How to reduce MDX code redundancy in SQL Server Analysis Services SSAS
To query an Analysis Services cube, MDX is used as the query language. In most business settings, one would find a set of queries that are common across a number of user query requirements. To cater to this, even with a modest size IT team, there is a good chance that the same queries are developed redundantly either within a SSAS MDX script or repetitively in an ad-hoc manner in client applications. In this tip we would look at how to reuse queries without redeveloping them over and over.
Technically speaking, we have an issue of code refactoring and the intention is to centralize redundantly formed queries for ease of use and to improve performance in certain cases. In MDX, a construct is available that serves almost exactly the problem at hand, and it's called Named Sets. I will take it for granted that the reader has a working knowledge of MDX and SSAS.
Named Sets have two types, Static and Dynamic. Dynamic named sets were introduced in SQL Server 2008 and in this tip we will be discussing static named sets only.
Before we start with an example to understand named sets, we should be aware of different query scopes in which we can create and use named sets. Query scopes can be classified in three categories - Query, Session and Global. We will not discuss these scopes in detail as the scope names are relevant enough to reflect the meaning.
Let's say that the IT team has been assigned the task of addressing a number of queries that are used by a number of business analysts. Generally, ad-hoc requirements are assigned in an ad-hoc manner to developers, and these queries are formed in client applications like SSRS reports for example.
As a first step towards addressing the requirements, we should creating a process to track these queries. In the most simple form, one can create an Excel matrix of dimensions vs measuregroups, similar to the dimension usage tab and track each query in the matrix. The benefit is that by tracking queries, one would be able to figure out repeated queries that qualify for named sets or reuse existing queries without spending time and resources to redevelop existing queries. There is no standard template for this purpose, and one can design and develop a tracking sheet that best suits one's IT implementation vs business requirements process.
When a query qualifies to be created as a named set by the tracking mechanism described above, one needs to think of the scope in which the named sets should be used. In my personal opinion:
- If the query is too complex and huge, one can create a named set to use the same as an alias at multiple places in a query.
- If the same query is required across a session, for e.g. multiple reports accessed using the same connection, creating named sets in session scope is advisable.
- Generally speaking, there is a very thin line between session scope and global scope. Unless you have a single odd user who uses the same query across the session and no other users require the same kind of query, one should create named sets in global scope.
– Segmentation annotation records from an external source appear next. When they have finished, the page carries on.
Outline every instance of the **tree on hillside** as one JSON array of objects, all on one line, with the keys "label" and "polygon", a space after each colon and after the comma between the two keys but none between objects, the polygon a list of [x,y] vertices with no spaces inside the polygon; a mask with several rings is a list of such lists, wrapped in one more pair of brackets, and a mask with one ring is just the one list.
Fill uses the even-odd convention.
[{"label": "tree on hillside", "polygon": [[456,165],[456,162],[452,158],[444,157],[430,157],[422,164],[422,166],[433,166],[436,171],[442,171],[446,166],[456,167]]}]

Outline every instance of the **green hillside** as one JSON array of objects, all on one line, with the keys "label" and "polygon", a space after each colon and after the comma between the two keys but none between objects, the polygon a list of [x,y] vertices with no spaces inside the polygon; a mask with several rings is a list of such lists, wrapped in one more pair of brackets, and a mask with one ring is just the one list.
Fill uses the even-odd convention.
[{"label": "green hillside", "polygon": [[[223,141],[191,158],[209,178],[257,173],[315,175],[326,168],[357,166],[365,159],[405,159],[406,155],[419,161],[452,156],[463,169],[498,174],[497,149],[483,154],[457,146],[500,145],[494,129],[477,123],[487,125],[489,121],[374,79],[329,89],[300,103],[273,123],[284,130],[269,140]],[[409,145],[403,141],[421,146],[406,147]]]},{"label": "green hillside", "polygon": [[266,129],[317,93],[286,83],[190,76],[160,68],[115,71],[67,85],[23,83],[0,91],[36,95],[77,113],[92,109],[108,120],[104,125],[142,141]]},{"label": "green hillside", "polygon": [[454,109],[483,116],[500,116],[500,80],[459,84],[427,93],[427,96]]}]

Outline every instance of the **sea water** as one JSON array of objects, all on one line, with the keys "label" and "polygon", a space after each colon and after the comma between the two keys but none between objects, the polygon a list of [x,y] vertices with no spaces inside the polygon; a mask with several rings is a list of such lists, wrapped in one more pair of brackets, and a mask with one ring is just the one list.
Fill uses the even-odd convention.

To create a named set in global scope, you need to define it in the "Calculations" tab of the cube. The benefit of static named sets in the global scope is that they are already evaluated at the time the cube is processed. Keep in view that static named sets help in a limited set of scenarios, where data do not change often, for the rest we can use dynamic named sets. In my personal opinion, if you use a very complex filter criteria in the "WHERE" clause of your MDX query, it's worth considering a static named set. From an implementation perspective, one of the examples where static named sets are useful, is to populate a series of filters/drop-downs across various scorecards in your dashboard.
An example of a named set can be seen in the below screenshot. A good source to learn about static named sets are examples in the SSAS Samples project that ships with SQL Server 2008, and the below screenshot is from that source.
After the named set is created, post processing of the cube, you can see the named set as shown in the below screenshot.
- Create static named sets of a few commonly used sets that you use in your filter criteria, and use the same in your query.
- Measure the performance of using a static named set against using the same query in an ad-hoc manner, by executing the query to retrieve the same set using a named set and through ad-hoc queries.